When King finished his replica in 2001, the plane earned an award at that summer’s Experimental Aircraft Association (EAA) Airventure Oshkosh event in Wisconsin and at the 2002 Sun ’n Fun Fly-In in Florida. Three years ago, King sold his plane to the Historic Aircraft Restoration Museum in St. Louis. “There was no one hardest thing about building the replica, but there were a lot of little jobs, and it was a matter of finishing each little job at a time,” he says. “There was not a lot that you’d call fun, but there is a sense of accomplishment in standing back and seeing what I’ve done with my own hands.”
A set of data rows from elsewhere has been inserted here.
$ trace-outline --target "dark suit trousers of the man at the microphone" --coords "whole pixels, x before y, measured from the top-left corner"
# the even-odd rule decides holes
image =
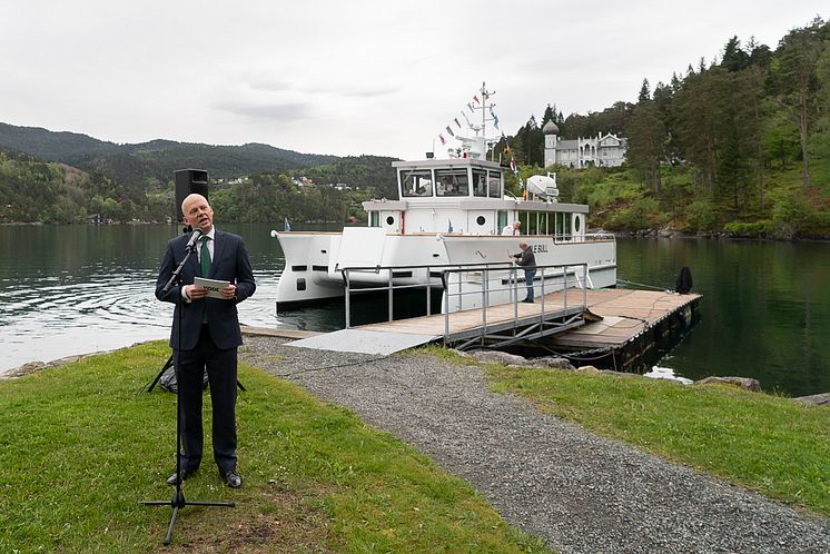
[[[214,461],[221,474],[236,469],[236,383],[237,348],[220,349],[202,324],[199,340],[191,350],[178,350],[179,409],[181,419],[182,469],[196,471],[201,463],[202,382],[207,368],[213,407]]]

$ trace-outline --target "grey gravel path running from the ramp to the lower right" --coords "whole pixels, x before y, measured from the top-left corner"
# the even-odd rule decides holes
[[[240,357],[416,446],[557,552],[830,553],[830,521],[492,393],[475,366],[285,342],[246,337]]]

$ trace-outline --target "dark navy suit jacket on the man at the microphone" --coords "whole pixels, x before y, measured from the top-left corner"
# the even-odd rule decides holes
[[[205,298],[188,303],[181,298],[181,290],[177,285],[174,285],[167,294],[162,294],[161,289],[185,258],[185,247],[189,238],[189,235],[181,235],[167,243],[165,257],[161,259],[161,269],[156,281],[156,298],[171,303],[180,300],[172,316],[170,347],[181,350],[196,347],[201,332],[201,319],[206,304],[210,337],[216,346],[221,349],[237,347],[243,344],[243,335],[239,330],[239,316],[236,305],[256,290],[254,271],[250,268],[245,244],[241,237],[217,229],[214,238],[214,259],[210,266],[210,275],[201,275],[199,258],[196,253],[190,256],[181,271],[181,286],[192,285],[194,277],[226,280],[236,285],[236,298],[231,300]],[[181,344],[179,344],[179,319],[181,319]]]

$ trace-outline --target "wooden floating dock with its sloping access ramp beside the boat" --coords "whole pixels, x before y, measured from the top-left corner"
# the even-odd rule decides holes
[[[502,304],[448,317],[435,314],[363,325],[290,344],[389,354],[428,343],[458,348],[535,343],[572,355],[575,360],[602,360],[601,365],[631,369],[665,338],[691,324],[700,298],[671,291],[569,289],[566,297],[562,291],[552,293],[535,304]],[[593,355],[589,358],[586,352]]]

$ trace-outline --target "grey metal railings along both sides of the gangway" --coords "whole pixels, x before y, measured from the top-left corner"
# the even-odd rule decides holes
[[[432,315],[432,291],[439,287],[443,293],[444,313],[444,344],[467,339],[468,343],[495,337],[496,342],[507,344],[521,339],[528,339],[553,333],[552,328],[560,325],[572,325],[571,316],[577,315],[587,308],[586,285],[590,286],[587,264],[554,264],[537,265],[534,278],[534,289],[540,288],[540,310],[533,317],[520,316],[518,313],[518,288],[525,288],[525,279],[520,277],[518,271],[524,268],[515,266],[510,261],[478,263],[478,264],[452,264],[452,265],[413,265],[413,266],[373,266],[373,267],[345,267],[338,269],[343,276],[345,287],[345,317],[346,328],[352,327],[352,295],[354,293],[379,293],[384,291],[388,297],[388,321],[394,320],[394,293],[396,290],[425,288],[426,289],[426,315]],[[409,274],[402,278],[401,274]],[[385,274],[385,283],[381,286],[354,286],[354,277],[374,274],[378,277]],[[397,274],[397,275],[396,275]],[[495,275],[494,275],[495,274]],[[416,277],[419,275],[421,277]],[[477,277],[477,278],[473,278]],[[398,283],[395,283],[396,279]],[[406,279],[405,283],[401,283]],[[434,283],[437,281],[437,283]],[[538,281],[538,283],[536,283]],[[493,287],[493,283],[502,286]],[[476,287],[475,285],[478,285]],[[580,288],[581,301],[574,301],[573,291],[569,297],[569,289]],[[562,304],[555,308],[546,306],[546,295],[562,291]],[[475,300],[466,301],[468,298]],[[505,301],[506,300],[506,301]],[[513,317],[510,325],[502,319],[494,324],[490,311],[494,306],[513,305]],[[461,311],[481,309],[481,326],[475,332],[454,333],[452,329],[452,316]],[[566,320],[555,323],[557,317]],[[535,319],[535,321],[534,321]],[[581,323],[580,323],[581,325]],[[518,327],[523,329],[518,332]],[[504,332],[507,330],[507,335]],[[500,334],[501,335],[497,335]],[[496,334],[496,335],[494,335]],[[468,344],[467,343],[467,344]],[[465,344],[466,345],[466,344]]]

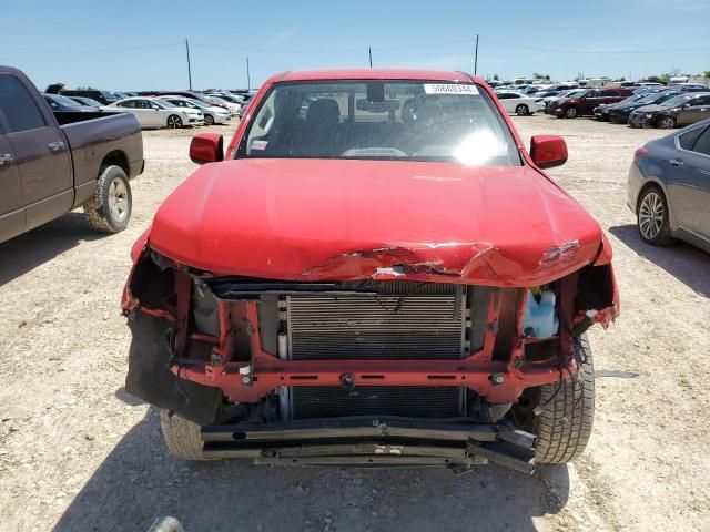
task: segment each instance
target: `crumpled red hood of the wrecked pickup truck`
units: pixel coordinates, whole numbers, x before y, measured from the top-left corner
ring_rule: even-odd
[[[150,246],[215,274],[532,286],[591,263],[597,222],[528,166],[327,160],[209,164]]]

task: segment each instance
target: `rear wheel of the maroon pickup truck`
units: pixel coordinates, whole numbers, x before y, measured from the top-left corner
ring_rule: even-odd
[[[102,233],[120,233],[131,218],[133,196],[129,178],[120,166],[101,170],[93,198],[84,204],[89,224]]]

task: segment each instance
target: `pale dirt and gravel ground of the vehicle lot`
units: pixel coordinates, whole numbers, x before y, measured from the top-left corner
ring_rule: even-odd
[[[633,150],[661,132],[545,115],[515,123],[525,139],[565,136],[569,162],[550,174],[615,248],[622,316],[590,334],[598,407],[578,462],[456,477],[169,456],[156,412],[123,390],[119,296],[131,244],[194,170],[192,132],[145,132],[128,231],[97,235],[74,212],[0,244],[0,530],[144,531],[165,514],[189,532],[710,530],[710,256],[643,245],[626,206]]]

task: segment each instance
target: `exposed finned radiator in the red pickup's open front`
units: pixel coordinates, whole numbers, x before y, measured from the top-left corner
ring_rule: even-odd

Kenneth W. Rendell Gallery
Before Charles Lindbergh completed his historic flight on May 21, 1927, he was regarded by some as a lunatic, or so he suggests in The Spirit of St. Louis, the aviator’s memoir about his transatlantic adventure. Lindbergh chose Ryan Airlines of San Diego, Calif., he writes, partly because it was the only company to accept his request for a single-engine plane, which he intended to fly from New York to Paris to claim the $25,000 Orteig Prize. Other contestants for the prize, Lindbergh claims, were convinced that attempting to cross the Atlantic in anything less than a multiengine plane would be suicidal.
The maps and charts on which Lindbergh plotted his course contain clues to his success, says Kenneth Rendell, a dealer in historic documents. Rendell purchased Lindbergh’s material from a descendant of Don Hall, chief engineer for Ryan Airlines, who collaborated with Lindbergh on the design of the plane. “I had thought Lindbergh was a daredevil who made it. But after seeing the charts, I realized he wasn’t a daredevil; he was a very experienced pilot,” Rendell says, noting that in his memoir, Lindbergh describes how he used the maps and charts to plot his route. “There was no happenstance to this,” Rendell says. “It was the best thought-out attempt to cross the ocean, so it was the most likely to win.”
Erik Lindbergh, 41, re-created his grandfather’s famous flight in May 2002, flying solo in a single-engine Lancair Columbia 300 plane dubbed New Spirit of St. Louis, but he is not content to honor Charles’ memory by repeating the past. Lindbergh is a trustee of the X Prize Foundation, sponsor of the Ansari X Prize, which was modeled after the Orteig Prize that his grandfather won in 1927. Raymond Orteig, a hotelier, made his offer to foster the growth of the aviation industry; Lindbergh and his colleagues wish to do the same for space travel. In addition to being a commercial pilot and a flight instructor, Lindbergh is chairman of the Charles A. and Anne Morrow Lindbergh Foundation, which rewards efforts to balance technological advances with respect for the environment. He also is an artist who sculpts aviation subjects from wood; he will meet the buyer of this gift and contribute a commission. Lindbergh also will instruct pilots who compete in the Rocket Racing League. He recently established iFly, a fractional-ownership program for pilots in Southern California that gives its members access to a fleet of Lancair Columbia 350s.